The soft metal of Gem’s face seemed to darken slightly under her eyes – she could blush? That was good to know, although Natalie suspected that her girlfriend would probably retain the upper hand in that particular arena.

“I’m glad,” said Gem with a bashful smile. “You need to be under while the nanomachines work, so we’ll have to wait till you’re cleared to neural interface again. But the group in town gave me some really great resources on human hormones – stuff the Terran medical database didn’t cover at all – so once we do get started, you should make even better progress.”

Natalie leaned back, putting her weight on both hands. “God. I can still hardly believe all this is real.”

“Oh, it’s real, believe me,” said Gem. “If it weren’t, I’d snap my fingers and put you in a cute little outfit in a puff of smoke.”

Natalie laughed. “And it’s not even just the fact we made it off that ship,” she continued. “A few weeks ago, I was absolutely certain that my future involved dying on some rock for a pointless war. Being here, with you, as myself – it wouldn’t have even occurred to me to dream of this.”

“Tell me about it,” sighed Gem. “I really thought I was going to be frozen to the spot in that desert until the sand breached my fusion core in a few decades. I was not doing great.”

“Honestly, I would have kidnapped me too under those circumstances,” added Natalie.

“I dunno though, Nat, I think you’d have struggled with the part where you play the evil queen,” Gem teased, “you’re too much of a sweetheart.”

“As the expert, you’ll just have to give me another demonstration, then,” she replied, pouting mischievously.

Gem smirked. “I could be persuaded.” Suddenly, she reached her hand down again and scooped it under Natalie, lifting her off the grass. The mech then proceeded to roll over onto her back, so that she was holding Natalie up in the air above her. “Anything for my princess.”

Natalie laughed from the rush of being swung around – and maybe a little bit from the rush of Gem calling her ‘princess’ too.
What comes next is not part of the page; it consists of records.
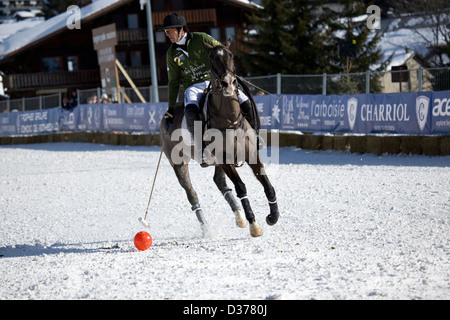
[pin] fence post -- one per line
(419, 77)
(278, 83)
(367, 81)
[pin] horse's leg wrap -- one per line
(272, 218)
(228, 195)
(248, 209)
(199, 213)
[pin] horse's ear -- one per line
(207, 46)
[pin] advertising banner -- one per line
(417, 113)
(396, 113)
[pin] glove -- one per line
(169, 114)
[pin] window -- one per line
(230, 33)
(122, 57)
(53, 64)
(72, 63)
(135, 58)
(132, 21)
(160, 37)
(215, 33)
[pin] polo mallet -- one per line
(144, 221)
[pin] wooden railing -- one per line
(51, 79)
(132, 35)
(55, 79)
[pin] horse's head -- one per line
(222, 69)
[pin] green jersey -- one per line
(188, 64)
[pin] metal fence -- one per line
(413, 80)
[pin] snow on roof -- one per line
(30, 33)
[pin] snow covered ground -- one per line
(352, 227)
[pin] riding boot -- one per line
(250, 115)
(191, 112)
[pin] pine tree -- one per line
(302, 37)
(286, 39)
(349, 28)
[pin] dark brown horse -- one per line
(229, 141)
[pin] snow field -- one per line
(352, 227)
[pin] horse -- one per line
(229, 142)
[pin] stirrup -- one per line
(261, 142)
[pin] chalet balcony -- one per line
(81, 78)
(17, 82)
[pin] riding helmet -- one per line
(174, 20)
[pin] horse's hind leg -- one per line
(221, 183)
(260, 174)
(182, 173)
(241, 191)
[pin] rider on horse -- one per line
(188, 64)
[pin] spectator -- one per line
(74, 99)
(66, 105)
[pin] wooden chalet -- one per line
(53, 58)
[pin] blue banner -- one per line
(396, 113)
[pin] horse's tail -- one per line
(254, 109)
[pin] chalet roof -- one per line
(29, 37)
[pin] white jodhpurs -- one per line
(193, 94)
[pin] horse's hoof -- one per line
(271, 220)
(241, 221)
(255, 229)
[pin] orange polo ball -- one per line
(142, 240)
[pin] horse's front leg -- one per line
(260, 174)
(241, 191)
(182, 173)
(221, 183)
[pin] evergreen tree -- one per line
(287, 39)
(302, 37)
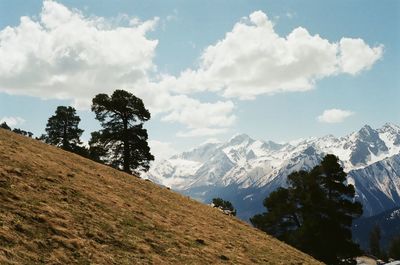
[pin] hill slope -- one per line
(244, 171)
(59, 208)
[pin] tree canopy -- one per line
(62, 129)
(5, 126)
(314, 213)
(224, 205)
(122, 143)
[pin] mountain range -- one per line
(244, 170)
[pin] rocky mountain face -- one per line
(388, 222)
(245, 171)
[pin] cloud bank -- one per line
(334, 116)
(12, 121)
(253, 59)
(64, 54)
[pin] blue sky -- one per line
(276, 70)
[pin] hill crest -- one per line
(59, 208)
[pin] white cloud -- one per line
(196, 132)
(66, 55)
(334, 115)
(200, 115)
(12, 121)
(253, 59)
(161, 150)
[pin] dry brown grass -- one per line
(59, 208)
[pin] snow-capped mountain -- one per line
(245, 170)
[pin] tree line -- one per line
(122, 141)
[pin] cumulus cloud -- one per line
(65, 55)
(252, 59)
(196, 132)
(12, 121)
(161, 150)
(334, 115)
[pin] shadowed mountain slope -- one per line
(59, 208)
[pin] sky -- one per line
(206, 70)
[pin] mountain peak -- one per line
(240, 138)
(390, 127)
(89, 206)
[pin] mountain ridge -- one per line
(60, 208)
(260, 165)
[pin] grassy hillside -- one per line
(59, 208)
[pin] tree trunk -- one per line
(126, 158)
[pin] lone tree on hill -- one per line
(5, 126)
(122, 143)
(315, 213)
(224, 205)
(374, 241)
(62, 129)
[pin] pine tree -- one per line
(314, 213)
(394, 248)
(224, 205)
(122, 143)
(62, 129)
(5, 126)
(374, 241)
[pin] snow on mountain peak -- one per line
(244, 160)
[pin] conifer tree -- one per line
(374, 241)
(122, 143)
(314, 213)
(5, 126)
(62, 129)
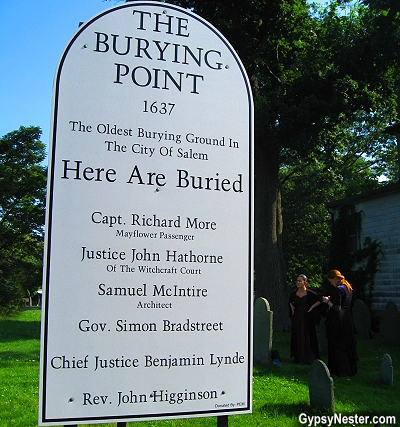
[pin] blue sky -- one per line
(33, 35)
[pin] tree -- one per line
(311, 68)
(353, 165)
(22, 205)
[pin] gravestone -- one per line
(262, 331)
(361, 318)
(386, 373)
(390, 324)
(320, 387)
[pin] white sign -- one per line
(149, 245)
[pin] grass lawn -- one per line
(280, 394)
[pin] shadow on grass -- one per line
(15, 330)
(291, 410)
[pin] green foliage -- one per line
(359, 266)
(280, 393)
(22, 204)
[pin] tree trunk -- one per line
(270, 272)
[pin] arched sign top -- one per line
(149, 229)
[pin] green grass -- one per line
(280, 394)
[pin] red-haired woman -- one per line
(342, 351)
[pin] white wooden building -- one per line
(380, 221)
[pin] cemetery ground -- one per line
(280, 393)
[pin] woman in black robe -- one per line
(304, 342)
(342, 350)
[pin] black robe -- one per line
(342, 350)
(304, 342)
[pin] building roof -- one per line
(373, 194)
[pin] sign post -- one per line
(147, 298)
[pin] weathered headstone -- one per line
(390, 324)
(386, 373)
(262, 331)
(320, 386)
(361, 318)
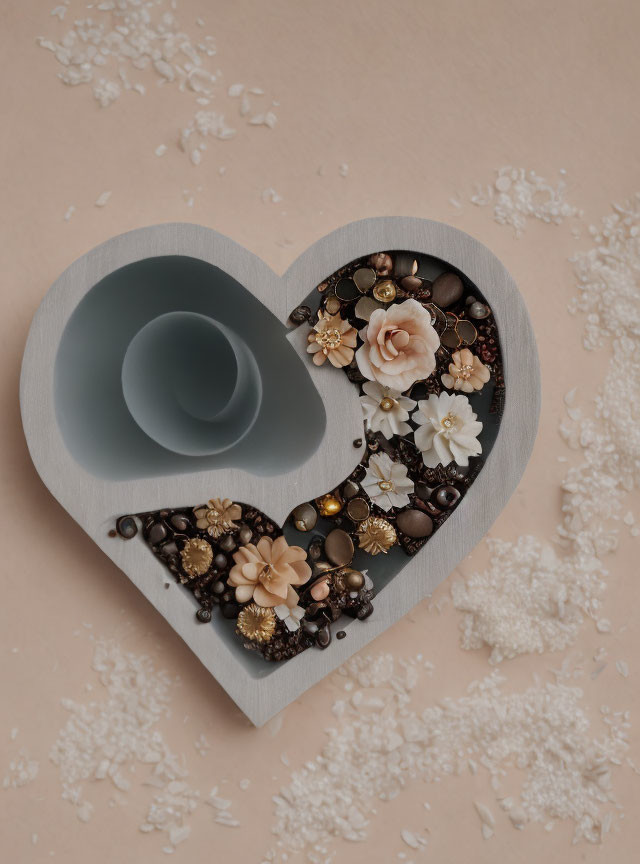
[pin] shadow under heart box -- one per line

It was funny to remember how she’d bristled at that whole scenario, not so long ago. ‘The lady doth protest too much’ – including about being a lady.

While she was still reminiscing, Gem sat upright, and Natalie found herself cradled in her girlfriend’s arms, looking up at her.

“I’m so glad the universe brought us together,” said Natalie spontaneously, seized by emotion. “I know we’ve sort of addressed this, but I just want to say it without either one of us expecting to die any second: you’re the best thing that’s ever happened to me.”

“And you to me,” said Gem, smiling down at her. “Without each other, we wouldn’t be the women we are today,” she added, before laughing at her own joke.

Natalie laughed too. “It’s funny – I have a really clear picture of my future again, just like before. But now it’s something I’m looking forward to.”

“Right there with you, babe.”

“Yeah,” said Natalie. “Exactly.”

Notes:

Thanks for reading - it means a lot, and hope you enjoyed! This is my first novella-ish sized project and it was a really fun learning experience.

I mentioned the Transformers inspiration for this story in the tags, but to get really specific about it, the the key influence is Bob Budiansky's Transformers comics from the 1980s, where one of the key recurring ideas was humans and Transformers unexpectedly discovering that they share the same emotional experiences, despite being from different worlds.

Accordingly, this story is sort of like my "movie adaptation" of a short Transformers comic I published last year (https://jalaguy.tumblr.com/post/771686044221521921/contradiction-a-short-transformers-comic) that was inspired by those same Budiansky comics.

Gem and Skydancer's names are obviously conceived in the tradition of Transformer names that are single or compound English-language words, and concepts like photonic crystals, laser cores and transwarp pay homage to various Transformers stories too.

This story also owes inspiration to some other key "human meets robot" stories, including the M3GAN films and Alyson Greaves' (currently Patreon-only) Man-Machine Interface.